Wolfe murmured, “None of them, I think.”

“Then I repeat, a dirty dog!” Berin leaned forward and tapped Wolfe on the knee. “I tell you frankly, it did not take a dog to kill Laszio. Anyone might have done that, anyone at ail, merely as an incident in the disposal of garbage. En passant. True, it is bad to stab a man in the back, but when one is in a hurry the niceties must sometimes be overlooked. No, only for killing Laszio, even in that manner, I would not say a dog. But to shoot at you through a window-you, the guest of honor of Les Quinze Maitres! Only because you had interested yourself in the cause of justice! Because you had undertaken to establish my innocence! Because you had the good sense to know that I could not possibly have made seven mistakes of those nine sauces! And let me tell you… will you credit it when I tell you what they gave me to eat in that place… in that jail in that place?”

He went on to tell, and it sounded awful. He had come, with his daughter, to express his appreciation of Wolfe’s efforts in his behalf. It was nearly four o’clock, and there was sunlight in the room, for Tolman had arranged for a double guard on the windows, the other side of the shrubbery, and the shades were up and the windows open. The lunch from the hotel may not have been piroshki by Vallenko, but it had been adequate for my purposes, and Wolfe had been able to get it down in spite of the difficulty he had chewing. I had completely abandoned the idea of a little nap; there wasn’t a chance. Tolman had stayed nearly until the end of lunch, and after that was finished Rossi and Mondor and Coyne had dropped in to offer commiseration for Wolfe’s wound, and they had been followed by others. Even Louis Servan had made it for a few minutes, though I didn’t understand how he had been able to get away from the kitchen. Also, around three o’clock, there had been a phone call from New York, which Wolfe took himself. His end of it consisted mostly of grunts, and all I knew about it when he got through was that he had been talking with Inspector Cramer. But I knew he hadn’t got any bad news, for afterwards he sat and rubbed the side of his nose and looked self-satisfied.

Constanza Berin sat for twenty minutes on the edge of her chair trying to get a word in, and when her father called an intermission to get his pipe lit she finally succeeded.

“Mr. Wolfe, I… I was terrible this morning.”

He moved his eyes at her. “You were indeed, Miss Berin. I have often noticed that the more beautiful a woman is, especially a young one, the more liable she is to permit herself unreasonable fits. It’s something that you acknowledge. Tell me, when you feel it coming on like that, is there nothing you can do to stop it? Have you ever tried?”

She laughed at him. “But it isn’t fits. I don’t have fits. I was scared and mad because they had put my father in jail for murder, and I knew he hadn’t done it, and they seemed to think they had proof against him, and then I was told that it was you who had found the proof… How was I going to be reasonable about that? And in a strange country I had never been in before… America is an awful country.”

“There are those who would disagree with you.”

“I suppose so… I suppose it isn’t so much the country… maybe it’s the people who live here… Oh, excuse me, I don’t mean you, or Mr. Goodwin… I’m sure you are very amiable, and of course Mr. Goodwin is, with a wife and so many children…”

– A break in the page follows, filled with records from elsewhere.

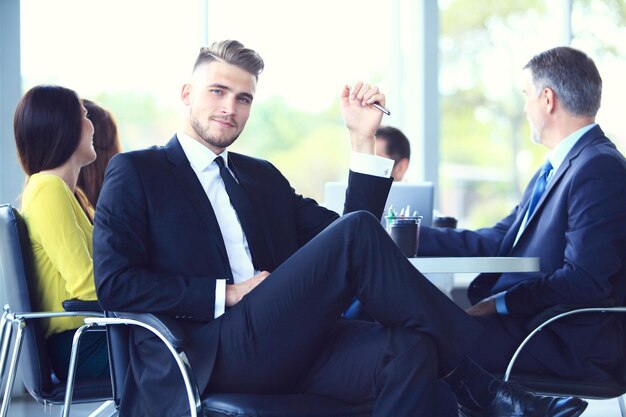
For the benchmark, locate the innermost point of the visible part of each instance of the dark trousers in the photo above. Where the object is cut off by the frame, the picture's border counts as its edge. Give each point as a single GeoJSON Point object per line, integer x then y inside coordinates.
{"type": "Point", "coordinates": [93, 356]}
{"type": "Point", "coordinates": [287, 335]}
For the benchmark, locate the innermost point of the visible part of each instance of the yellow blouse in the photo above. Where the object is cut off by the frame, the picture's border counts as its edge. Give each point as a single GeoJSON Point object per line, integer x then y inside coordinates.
{"type": "Point", "coordinates": [60, 235]}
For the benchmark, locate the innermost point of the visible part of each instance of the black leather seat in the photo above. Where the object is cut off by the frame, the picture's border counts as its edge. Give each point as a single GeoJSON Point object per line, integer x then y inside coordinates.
{"type": "Point", "coordinates": [552, 385]}
{"type": "Point", "coordinates": [29, 346]}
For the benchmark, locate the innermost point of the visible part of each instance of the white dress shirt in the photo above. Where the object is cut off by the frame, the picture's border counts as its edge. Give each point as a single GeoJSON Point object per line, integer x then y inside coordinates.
{"type": "Point", "coordinates": [556, 158]}
{"type": "Point", "coordinates": [202, 161]}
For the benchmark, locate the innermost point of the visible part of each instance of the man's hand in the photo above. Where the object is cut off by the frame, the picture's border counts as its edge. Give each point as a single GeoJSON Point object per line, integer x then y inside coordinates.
{"type": "Point", "coordinates": [361, 118]}
{"type": "Point", "coordinates": [235, 292]}
{"type": "Point", "coordinates": [484, 307]}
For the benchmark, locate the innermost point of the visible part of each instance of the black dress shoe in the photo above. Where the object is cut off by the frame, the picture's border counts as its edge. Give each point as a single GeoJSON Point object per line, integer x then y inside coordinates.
{"type": "Point", "coordinates": [514, 401]}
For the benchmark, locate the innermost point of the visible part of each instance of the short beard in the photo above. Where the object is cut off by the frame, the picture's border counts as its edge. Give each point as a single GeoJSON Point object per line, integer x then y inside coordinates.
{"type": "Point", "coordinates": [204, 135]}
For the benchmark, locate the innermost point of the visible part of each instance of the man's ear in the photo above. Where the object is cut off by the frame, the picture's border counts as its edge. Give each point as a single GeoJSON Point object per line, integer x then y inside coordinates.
{"type": "Point", "coordinates": [400, 169]}
{"type": "Point", "coordinates": [549, 97]}
{"type": "Point", "coordinates": [185, 93]}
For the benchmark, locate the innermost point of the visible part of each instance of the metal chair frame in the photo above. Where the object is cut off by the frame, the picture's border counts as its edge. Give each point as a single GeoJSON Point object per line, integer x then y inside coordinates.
{"type": "Point", "coordinates": [509, 368]}
{"type": "Point", "coordinates": [9, 322]}
{"type": "Point", "coordinates": [193, 396]}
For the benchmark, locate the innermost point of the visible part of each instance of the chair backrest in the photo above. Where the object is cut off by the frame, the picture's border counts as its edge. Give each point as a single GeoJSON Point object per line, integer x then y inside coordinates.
{"type": "Point", "coordinates": [118, 338]}
{"type": "Point", "coordinates": [18, 280]}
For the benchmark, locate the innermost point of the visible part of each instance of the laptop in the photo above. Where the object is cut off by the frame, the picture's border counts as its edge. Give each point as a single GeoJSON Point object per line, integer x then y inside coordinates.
{"type": "Point", "coordinates": [418, 195]}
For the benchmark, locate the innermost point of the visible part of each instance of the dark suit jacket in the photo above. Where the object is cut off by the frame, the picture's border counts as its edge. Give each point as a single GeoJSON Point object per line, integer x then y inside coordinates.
{"type": "Point", "coordinates": [158, 248]}
{"type": "Point", "coordinates": [579, 233]}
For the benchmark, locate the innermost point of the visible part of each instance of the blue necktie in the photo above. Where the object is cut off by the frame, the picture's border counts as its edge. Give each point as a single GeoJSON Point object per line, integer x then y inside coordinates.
{"type": "Point", "coordinates": [261, 258]}
{"type": "Point", "coordinates": [540, 187]}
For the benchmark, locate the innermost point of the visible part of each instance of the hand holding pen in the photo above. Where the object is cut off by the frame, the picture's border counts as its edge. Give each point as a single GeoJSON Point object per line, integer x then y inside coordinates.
{"type": "Point", "coordinates": [361, 117]}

“Indeed.” Wolfe shot me a withering glance. “How are the children, Archie? Well, I hope?”

“Fine, thanks.” I waved a hand. “Doggone the little shavers, I sure do miss ’em, away from home like this. I can hardly wait to get back.”

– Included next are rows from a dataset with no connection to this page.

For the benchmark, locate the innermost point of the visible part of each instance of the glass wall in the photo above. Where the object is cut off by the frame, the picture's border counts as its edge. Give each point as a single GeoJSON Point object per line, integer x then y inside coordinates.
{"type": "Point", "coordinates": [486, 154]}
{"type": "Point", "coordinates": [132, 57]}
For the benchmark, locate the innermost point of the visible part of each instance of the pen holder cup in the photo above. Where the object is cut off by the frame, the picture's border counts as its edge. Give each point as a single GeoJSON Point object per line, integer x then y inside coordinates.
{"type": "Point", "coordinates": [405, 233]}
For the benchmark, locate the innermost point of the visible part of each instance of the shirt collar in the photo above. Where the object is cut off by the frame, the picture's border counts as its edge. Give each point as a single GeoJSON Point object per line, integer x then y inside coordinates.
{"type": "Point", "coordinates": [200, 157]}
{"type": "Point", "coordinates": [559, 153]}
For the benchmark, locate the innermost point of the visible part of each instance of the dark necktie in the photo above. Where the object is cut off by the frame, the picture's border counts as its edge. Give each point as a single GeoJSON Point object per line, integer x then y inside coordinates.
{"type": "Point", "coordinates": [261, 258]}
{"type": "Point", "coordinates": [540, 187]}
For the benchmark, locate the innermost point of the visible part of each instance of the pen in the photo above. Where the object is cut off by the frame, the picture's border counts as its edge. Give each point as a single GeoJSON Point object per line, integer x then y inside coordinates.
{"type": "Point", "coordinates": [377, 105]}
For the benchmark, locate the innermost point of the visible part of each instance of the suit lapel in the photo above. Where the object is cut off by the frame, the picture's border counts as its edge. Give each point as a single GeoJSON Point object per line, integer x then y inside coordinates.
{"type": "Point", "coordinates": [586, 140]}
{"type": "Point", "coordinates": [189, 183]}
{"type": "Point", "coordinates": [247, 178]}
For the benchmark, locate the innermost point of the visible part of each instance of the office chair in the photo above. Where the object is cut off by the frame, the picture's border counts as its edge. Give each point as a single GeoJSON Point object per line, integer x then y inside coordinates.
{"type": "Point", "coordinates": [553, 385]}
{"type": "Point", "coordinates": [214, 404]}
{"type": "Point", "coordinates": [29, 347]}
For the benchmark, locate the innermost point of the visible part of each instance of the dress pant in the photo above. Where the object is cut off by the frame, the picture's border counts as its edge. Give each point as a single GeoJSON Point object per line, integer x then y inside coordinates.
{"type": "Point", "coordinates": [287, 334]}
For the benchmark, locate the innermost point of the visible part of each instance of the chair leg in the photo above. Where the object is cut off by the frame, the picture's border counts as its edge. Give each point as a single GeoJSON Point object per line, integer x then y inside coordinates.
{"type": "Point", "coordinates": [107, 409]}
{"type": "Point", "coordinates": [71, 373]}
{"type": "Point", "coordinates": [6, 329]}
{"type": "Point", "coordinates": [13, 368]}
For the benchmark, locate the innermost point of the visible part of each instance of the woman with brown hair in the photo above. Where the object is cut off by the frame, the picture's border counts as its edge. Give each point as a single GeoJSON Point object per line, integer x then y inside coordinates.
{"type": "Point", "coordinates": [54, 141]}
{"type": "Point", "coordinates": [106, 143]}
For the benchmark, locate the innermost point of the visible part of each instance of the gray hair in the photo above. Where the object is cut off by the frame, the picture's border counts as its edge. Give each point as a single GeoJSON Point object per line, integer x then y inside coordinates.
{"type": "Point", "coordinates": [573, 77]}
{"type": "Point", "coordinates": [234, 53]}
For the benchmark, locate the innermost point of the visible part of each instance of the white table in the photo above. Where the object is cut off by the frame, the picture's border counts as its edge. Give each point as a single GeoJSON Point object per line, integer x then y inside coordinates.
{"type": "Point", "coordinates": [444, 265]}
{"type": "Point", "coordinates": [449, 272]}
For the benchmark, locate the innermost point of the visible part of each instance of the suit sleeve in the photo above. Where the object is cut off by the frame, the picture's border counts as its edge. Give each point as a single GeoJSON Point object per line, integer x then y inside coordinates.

Berin took his pipe from his mouth to nod at me. “The little ones are nice. Now my daughter here…” He shrugged. “She is nice, naturally, but God above, she drives me mad!” He leaned to tap Wolfe’s knee with the stem of the pipe. “Speaking of getting back. Is it true what I am told, that these dogs can keep us here on and on until they permit us to go? Merely because that Laszio got a knife in his back? My daughter and I were to leave to-night, for New York, and then to Canada. I am out of jail but I am not free. Is that it?”